Full Solution: Let $S$ be the set of all non-negative integers whose digits consist solely of zeros and ones. We first note that either $x\in S$ or $f(x)\in S$, so it suffices to consider how $a(x)$ behaves for $x\in S$.

For $x\in S$, define $b(x)$ to be the (zero-indexed) rank of $x$ in $S$, which is just $b(x)=\sum_{i=0}^{n-1}x_i2^i$. Now for $x\in S$, let's try to relate $a(x)$ to $b(x)$.

• If the last digit of $x$ is one, then $f(x)\in S$ and $b(f(x))=b(x)-1$, $a(f(x))=a(x)-1$.
• Otherwise, $f^2(x)\in S$ and $b(f^2(x))=b(x)-1, a(f^2(x))=a(x)-2$.

So every time $b(x)$ decreases by two, $a(x)$ decreases by three.
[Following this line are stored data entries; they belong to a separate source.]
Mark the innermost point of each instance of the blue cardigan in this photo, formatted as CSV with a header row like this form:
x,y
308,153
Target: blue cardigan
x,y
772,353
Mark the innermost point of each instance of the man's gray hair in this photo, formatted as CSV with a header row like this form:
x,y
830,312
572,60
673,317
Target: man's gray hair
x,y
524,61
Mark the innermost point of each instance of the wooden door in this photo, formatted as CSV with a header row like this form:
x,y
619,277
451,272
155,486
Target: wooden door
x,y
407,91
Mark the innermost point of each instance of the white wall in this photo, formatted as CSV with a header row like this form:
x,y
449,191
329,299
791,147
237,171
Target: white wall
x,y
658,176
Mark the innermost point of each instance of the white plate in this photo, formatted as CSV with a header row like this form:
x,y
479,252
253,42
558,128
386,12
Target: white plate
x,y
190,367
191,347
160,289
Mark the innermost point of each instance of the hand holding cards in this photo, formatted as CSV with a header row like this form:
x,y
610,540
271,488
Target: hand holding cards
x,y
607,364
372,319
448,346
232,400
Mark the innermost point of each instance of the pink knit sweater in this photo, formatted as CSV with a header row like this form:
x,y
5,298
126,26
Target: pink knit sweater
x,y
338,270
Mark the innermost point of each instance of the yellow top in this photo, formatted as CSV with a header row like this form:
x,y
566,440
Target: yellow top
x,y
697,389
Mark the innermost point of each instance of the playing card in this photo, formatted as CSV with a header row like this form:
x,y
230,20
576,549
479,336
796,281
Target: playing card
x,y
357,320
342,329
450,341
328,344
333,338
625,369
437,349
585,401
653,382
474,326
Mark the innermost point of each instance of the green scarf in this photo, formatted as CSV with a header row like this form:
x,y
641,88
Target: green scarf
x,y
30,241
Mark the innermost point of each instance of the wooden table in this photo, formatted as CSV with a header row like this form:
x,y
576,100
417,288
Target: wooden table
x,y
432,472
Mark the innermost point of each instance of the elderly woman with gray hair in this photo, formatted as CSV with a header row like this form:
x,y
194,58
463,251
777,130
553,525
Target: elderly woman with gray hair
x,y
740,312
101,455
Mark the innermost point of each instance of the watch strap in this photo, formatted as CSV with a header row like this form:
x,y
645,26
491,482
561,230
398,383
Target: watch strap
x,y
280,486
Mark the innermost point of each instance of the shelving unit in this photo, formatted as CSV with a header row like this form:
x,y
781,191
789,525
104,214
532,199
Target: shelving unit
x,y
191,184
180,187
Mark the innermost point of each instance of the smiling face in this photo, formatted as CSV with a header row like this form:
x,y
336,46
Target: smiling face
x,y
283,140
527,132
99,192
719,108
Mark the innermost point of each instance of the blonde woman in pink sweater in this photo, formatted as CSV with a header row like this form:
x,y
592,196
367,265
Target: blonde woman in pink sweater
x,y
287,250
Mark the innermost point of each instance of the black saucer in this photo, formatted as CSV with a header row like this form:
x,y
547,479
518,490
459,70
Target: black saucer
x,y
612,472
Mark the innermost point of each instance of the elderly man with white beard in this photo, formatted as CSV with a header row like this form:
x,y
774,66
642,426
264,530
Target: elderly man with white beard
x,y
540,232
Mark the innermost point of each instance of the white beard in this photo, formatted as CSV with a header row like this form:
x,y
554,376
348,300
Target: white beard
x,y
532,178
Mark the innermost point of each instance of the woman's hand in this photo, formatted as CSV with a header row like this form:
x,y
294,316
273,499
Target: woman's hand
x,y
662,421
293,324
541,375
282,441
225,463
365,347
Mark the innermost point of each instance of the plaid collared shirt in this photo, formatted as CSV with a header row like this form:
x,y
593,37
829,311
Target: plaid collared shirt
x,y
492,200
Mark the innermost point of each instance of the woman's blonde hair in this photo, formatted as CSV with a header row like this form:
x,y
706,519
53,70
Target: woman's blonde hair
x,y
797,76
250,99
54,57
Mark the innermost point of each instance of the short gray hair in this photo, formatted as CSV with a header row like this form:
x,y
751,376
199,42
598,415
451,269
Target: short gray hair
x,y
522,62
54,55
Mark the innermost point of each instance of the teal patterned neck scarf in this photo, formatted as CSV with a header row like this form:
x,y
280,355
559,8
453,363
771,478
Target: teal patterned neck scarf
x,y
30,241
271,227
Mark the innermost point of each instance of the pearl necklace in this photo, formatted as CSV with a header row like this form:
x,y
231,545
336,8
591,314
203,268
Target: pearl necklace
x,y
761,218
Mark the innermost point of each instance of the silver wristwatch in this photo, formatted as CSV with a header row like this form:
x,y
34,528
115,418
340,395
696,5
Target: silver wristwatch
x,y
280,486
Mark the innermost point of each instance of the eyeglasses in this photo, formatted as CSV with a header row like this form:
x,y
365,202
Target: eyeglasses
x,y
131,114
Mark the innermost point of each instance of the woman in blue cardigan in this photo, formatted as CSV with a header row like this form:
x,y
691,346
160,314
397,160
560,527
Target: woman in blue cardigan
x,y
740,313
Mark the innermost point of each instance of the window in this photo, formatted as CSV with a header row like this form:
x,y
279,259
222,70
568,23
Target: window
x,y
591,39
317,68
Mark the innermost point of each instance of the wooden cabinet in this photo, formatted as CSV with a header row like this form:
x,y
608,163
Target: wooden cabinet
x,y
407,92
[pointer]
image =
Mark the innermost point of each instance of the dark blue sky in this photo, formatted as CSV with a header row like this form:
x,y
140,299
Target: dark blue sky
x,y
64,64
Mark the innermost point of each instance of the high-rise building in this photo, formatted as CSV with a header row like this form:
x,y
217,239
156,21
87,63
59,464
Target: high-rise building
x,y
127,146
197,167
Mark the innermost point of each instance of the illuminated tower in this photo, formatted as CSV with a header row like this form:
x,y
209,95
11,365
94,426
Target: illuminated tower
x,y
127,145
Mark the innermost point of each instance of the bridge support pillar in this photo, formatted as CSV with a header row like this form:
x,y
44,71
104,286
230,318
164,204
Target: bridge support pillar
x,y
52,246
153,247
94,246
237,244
We can prove via induction that $a(x)=3\cdot (\sum_{i=1}^{n-1}x_i2^{i-1})+x_0$, which is very close to $3/2\cdot b(x)$. One way to get the remainder of $a(x)$ modulo $10^9+7$ is to first compute the remainders of $2^0, 2^1, \dots 2^{n-1}$ modulo $10^9+7$, then add the appropriate multiples of these values to the answer.

Time complexity: $O(n)$

Notes on avoiding overflow in the last two subtasks when using 32-bit integers:

• Take all intermediate results modulo $\texttt{MOD}=10^9+7$.
• Quantities as large as $3\cdot \texttt{MOD}$ can exceed the upper bound of a 32-bit integer. Use 64-bit integers (e.g., a long long in C++) to store these quantities instead.

Aidan Bai's C++ code:

#include "bits/extc++.h"
 
using namespace std;
 
using ll = long long;
 
#define sz(x) int(std::size(x))
 
constexpr ll mod = 1e9+7;
 
void solve(){
    string s;
    cin>>s;
    ll moves=0;
    int n=sz(s);
    ll tpow[n]{}; // powers of 2
    tpow[0]=1;
    for(int i = 1; i<n; i++){
        tpow[i]=(tpow[i-1]*2)%mod;
    }
    {
        // first make all digits 0 or 1
        bool all01=1;
        for(auto u: s){
            if(u!='0' && u!='1'){
                all01=0;
                break;
            }
        }
        if(!all01){
            moves++;
            for(auto &u: s){
                u=char(((u-'0')%2)+'0');
            }
        }
    }
    reverse(s.begin(),s.end());
    for(int i = 0; i<n; i++){
        if(s[i]=='1'){
            if(i==0)moves++;
            else{
                moves=(moves+tpow[i]+tpow[i-1])%mod;
            }
        }
    }
    cout<<moves<<"\n";
}
 
int main(){
    cin.tie(0)->sync_with_stdio(0);
    cin.exceptions(ios::failbit);
    int t;
    cin>>t;
    while(t--)solve();
}

Melody Yu's Python code:

MOD=1000000007
 
cost=[1]
sum=1
for i in range(1,200003):
    cost.append(sum+2)
    sum+=cost[i]
    sum%=MOD
 
t=int(input())
for _ in range(t):
    x=input()
    if x=='0':
        continue
    x=x[::-1]
    ans=0
    cnt=0
    for i in range(len(x)):
        v=ord(x[i])-ord('0')
        if v%2==1:
            ans+=cost[i]
            ans%=MOD
        if v!=0 and v!=1:
            cnt+=1
    if cnt>0:
        ans+=1
        ans%=MOD
    print(ans)